Error: 'visitor_identifier is not present' in line: '/contact'

Efficiency

The nature of the logic included in the script shows it requires operations like grouping, counting and ordering. Database processing is usually significantly faster with these statements than Ruby and scales very well, whereas Ruby's processing slowdown is proportional to the increase of the size of data. Implemented solution is based on in memory Sqlite database and Sequel, a lightweight database toolkit for Ruby. The querying logic exists in the model Visit.

Readability

The code readability is very important. It makes it easy, logical and clearly visible. It's critical for any sotware applications in terms of maintenance. The script was implemented with following steps:

  • The script adopts RuboCop Style Guide. Ruby Guide standards of indentation and formatting are followed
  • All methods operate on the same level of abstraction(Single Level of Abstraction Principle)
  • Methods and variables are maningful
  • Comments are present where needed

What to improve

The script is not perfect. Implemented in a short time can be easily improved. Belows are the steps can be taken to make it better

Validation

Each line of the webserver.log contains two string arguments separated by whitespace. Implemented validation checks only if both strings are present.

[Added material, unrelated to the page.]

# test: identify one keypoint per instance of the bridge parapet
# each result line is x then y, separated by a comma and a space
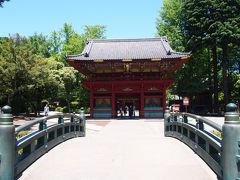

The first string is a path and can be validated using regular expressions. The second string is not obvious because it is a numerlical label IP address like, however in the webserver.log there was not even one valid IP. Validating it requires more information about the nature of this numerical label. Validation can be also improved to cover these cases:

  • More than two arguments in the line or more than one whitespace
  • Arguments are swapped

Command line tool

Implemented basic CLI can be improved with additional switches which allow to for instance select report type, display help information, modify output format etc. Cli class can be refactored to encapsulate all messages in the separate class or yml file.